6 Single Merged File

Data Scoring

At this stage of data processing you have created multiple data files containing the task scores, reliabilities, and other variables for each task. The next step is to create a single merged data file containing the primary task scores for each task that you will be performing data analysis on.
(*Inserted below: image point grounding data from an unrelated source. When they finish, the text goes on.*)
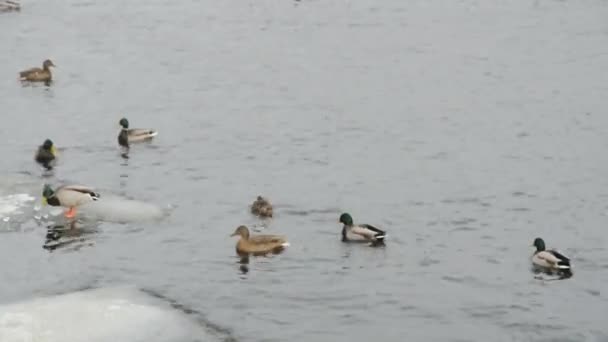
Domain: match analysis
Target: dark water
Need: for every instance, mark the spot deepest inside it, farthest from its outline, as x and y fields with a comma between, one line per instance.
x=465, y=129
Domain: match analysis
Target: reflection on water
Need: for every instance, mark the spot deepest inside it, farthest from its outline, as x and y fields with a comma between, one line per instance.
x=245, y=258
x=71, y=234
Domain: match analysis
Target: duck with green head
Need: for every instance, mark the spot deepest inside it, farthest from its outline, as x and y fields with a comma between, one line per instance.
x=261, y=207
x=131, y=135
x=46, y=154
x=549, y=259
x=68, y=196
x=360, y=232
x=37, y=74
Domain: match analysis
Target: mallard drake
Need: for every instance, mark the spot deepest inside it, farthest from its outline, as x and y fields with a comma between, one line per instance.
x=360, y=232
x=69, y=196
x=549, y=260
x=37, y=74
x=46, y=154
x=261, y=207
x=130, y=135
x=8, y=5
x=258, y=244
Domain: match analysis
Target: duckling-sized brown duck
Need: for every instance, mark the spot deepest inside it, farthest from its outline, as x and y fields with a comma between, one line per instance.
x=258, y=244
x=37, y=74
x=261, y=207
x=130, y=135
x=46, y=154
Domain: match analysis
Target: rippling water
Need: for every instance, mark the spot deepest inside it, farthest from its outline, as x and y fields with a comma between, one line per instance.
x=465, y=129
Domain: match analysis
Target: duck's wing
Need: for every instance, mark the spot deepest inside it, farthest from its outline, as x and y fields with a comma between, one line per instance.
x=267, y=239
x=369, y=232
x=80, y=189
x=136, y=132
x=29, y=71
x=563, y=261
x=545, y=259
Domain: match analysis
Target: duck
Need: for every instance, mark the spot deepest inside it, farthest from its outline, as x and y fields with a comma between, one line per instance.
x=8, y=5
x=360, y=232
x=258, y=244
x=261, y=207
x=550, y=259
x=130, y=135
x=38, y=75
x=69, y=196
x=46, y=154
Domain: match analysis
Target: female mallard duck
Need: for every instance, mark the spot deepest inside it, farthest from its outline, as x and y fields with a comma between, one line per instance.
x=130, y=135
x=46, y=154
x=37, y=74
x=69, y=196
x=550, y=260
x=258, y=244
x=261, y=207
x=360, y=232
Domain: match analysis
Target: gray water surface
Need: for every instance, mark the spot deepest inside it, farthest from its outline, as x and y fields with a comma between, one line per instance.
x=463, y=128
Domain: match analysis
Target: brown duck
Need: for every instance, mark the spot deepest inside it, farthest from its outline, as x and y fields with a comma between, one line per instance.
x=258, y=244
x=261, y=207
x=37, y=74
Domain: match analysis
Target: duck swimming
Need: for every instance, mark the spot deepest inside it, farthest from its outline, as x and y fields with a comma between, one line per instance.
x=550, y=260
x=130, y=135
x=258, y=244
x=69, y=196
x=46, y=154
x=261, y=207
x=360, y=232
x=37, y=74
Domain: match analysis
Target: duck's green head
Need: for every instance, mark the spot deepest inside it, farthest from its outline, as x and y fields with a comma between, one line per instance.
x=539, y=244
x=47, y=192
x=346, y=219
x=241, y=231
x=49, y=146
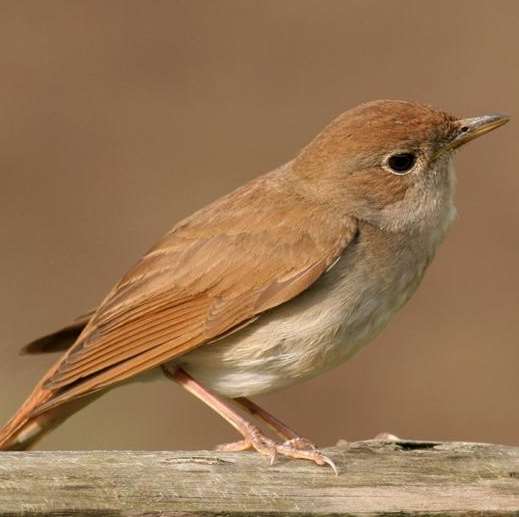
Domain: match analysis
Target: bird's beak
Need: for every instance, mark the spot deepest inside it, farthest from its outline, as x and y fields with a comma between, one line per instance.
x=470, y=128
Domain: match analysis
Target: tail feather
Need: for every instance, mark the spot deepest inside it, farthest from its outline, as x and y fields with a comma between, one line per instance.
x=21, y=430
x=60, y=340
x=24, y=430
x=26, y=426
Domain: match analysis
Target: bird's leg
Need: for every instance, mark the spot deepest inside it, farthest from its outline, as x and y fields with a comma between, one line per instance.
x=252, y=435
x=291, y=437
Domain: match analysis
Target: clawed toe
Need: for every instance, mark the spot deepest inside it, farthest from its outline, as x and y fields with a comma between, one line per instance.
x=311, y=454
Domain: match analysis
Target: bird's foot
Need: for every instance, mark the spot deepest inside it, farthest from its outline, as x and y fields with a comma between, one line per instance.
x=297, y=448
x=300, y=443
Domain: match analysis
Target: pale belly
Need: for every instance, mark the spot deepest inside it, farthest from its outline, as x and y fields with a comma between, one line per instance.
x=316, y=331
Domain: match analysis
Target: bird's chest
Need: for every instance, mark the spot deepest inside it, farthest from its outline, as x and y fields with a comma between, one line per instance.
x=320, y=328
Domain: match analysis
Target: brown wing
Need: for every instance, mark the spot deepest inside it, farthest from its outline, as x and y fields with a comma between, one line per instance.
x=248, y=252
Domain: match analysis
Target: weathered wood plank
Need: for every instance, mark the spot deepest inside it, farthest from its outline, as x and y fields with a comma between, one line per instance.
x=375, y=478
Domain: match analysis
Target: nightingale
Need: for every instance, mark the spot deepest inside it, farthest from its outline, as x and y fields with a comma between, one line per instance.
x=274, y=283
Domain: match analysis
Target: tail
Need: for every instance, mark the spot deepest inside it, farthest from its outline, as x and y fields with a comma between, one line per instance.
x=26, y=427
x=23, y=430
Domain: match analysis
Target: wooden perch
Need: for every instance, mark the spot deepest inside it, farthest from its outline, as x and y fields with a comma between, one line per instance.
x=375, y=478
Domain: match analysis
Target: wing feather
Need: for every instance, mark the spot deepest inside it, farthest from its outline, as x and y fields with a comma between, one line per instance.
x=219, y=269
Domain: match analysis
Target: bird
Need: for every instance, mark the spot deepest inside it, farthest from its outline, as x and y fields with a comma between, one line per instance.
x=275, y=283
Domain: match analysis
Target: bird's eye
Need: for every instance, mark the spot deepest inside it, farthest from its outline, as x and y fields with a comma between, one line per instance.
x=401, y=163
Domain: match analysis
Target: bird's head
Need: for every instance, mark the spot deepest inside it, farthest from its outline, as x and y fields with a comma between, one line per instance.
x=390, y=162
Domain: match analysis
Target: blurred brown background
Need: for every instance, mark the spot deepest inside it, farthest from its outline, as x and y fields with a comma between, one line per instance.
x=119, y=118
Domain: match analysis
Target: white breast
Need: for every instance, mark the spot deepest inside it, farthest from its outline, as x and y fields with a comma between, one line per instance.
x=326, y=324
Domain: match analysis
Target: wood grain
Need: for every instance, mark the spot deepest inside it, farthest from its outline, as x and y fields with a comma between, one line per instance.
x=376, y=478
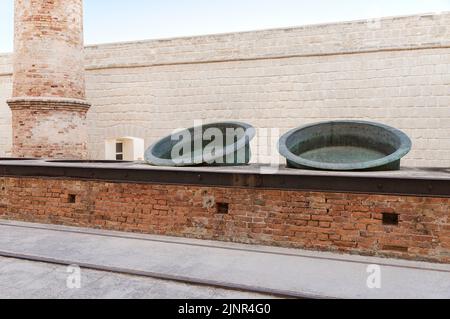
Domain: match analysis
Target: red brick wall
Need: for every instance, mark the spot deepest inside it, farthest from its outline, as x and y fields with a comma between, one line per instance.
x=45, y=129
x=48, y=49
x=351, y=223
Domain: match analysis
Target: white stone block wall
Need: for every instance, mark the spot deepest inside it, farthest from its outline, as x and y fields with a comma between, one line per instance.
x=395, y=71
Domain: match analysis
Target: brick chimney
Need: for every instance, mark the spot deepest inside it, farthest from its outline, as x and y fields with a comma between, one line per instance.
x=48, y=104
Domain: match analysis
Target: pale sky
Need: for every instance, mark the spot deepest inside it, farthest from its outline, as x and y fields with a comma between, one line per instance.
x=128, y=20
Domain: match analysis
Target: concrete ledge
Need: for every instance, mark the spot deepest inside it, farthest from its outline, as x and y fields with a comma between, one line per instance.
x=269, y=270
x=408, y=181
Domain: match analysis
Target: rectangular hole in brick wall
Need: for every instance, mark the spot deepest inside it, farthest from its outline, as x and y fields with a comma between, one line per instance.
x=72, y=199
x=396, y=248
x=390, y=219
x=223, y=208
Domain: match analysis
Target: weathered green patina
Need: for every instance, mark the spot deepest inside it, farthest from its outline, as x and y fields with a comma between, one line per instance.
x=345, y=146
x=216, y=144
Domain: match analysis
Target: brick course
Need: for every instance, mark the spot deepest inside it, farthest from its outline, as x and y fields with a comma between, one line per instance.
x=49, y=129
x=350, y=223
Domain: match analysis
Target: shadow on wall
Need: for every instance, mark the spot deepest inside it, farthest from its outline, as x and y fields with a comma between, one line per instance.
x=125, y=149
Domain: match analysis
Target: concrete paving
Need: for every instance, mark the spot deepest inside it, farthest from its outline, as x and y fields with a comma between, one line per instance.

We can also create data files with the reliabilities, administration times, and a log of the data cleaning steps.

You can download an R script template to score tidy raw data files:

englelab::get_template(score_script = TRUE)

Setup

# ---- Setup ------------------
# packages
library(here)
library(readr)
library(dplyr)
library(purrr)
library(tidyr)

# directories
import_dir <- "data/scored"
output_dir <- "data"

# file names
output_scores <- "TaskScores.csv"
output_reliabilities <- "Reliabilities.csv"
output_admintimes <- "AdminTimes.csv"
output_datacleaning <- "DataCleaning_log.csv"
# -----------------------------

Import

To import and merge multiple data frames we can use purrr::map() |> purrr:reduce()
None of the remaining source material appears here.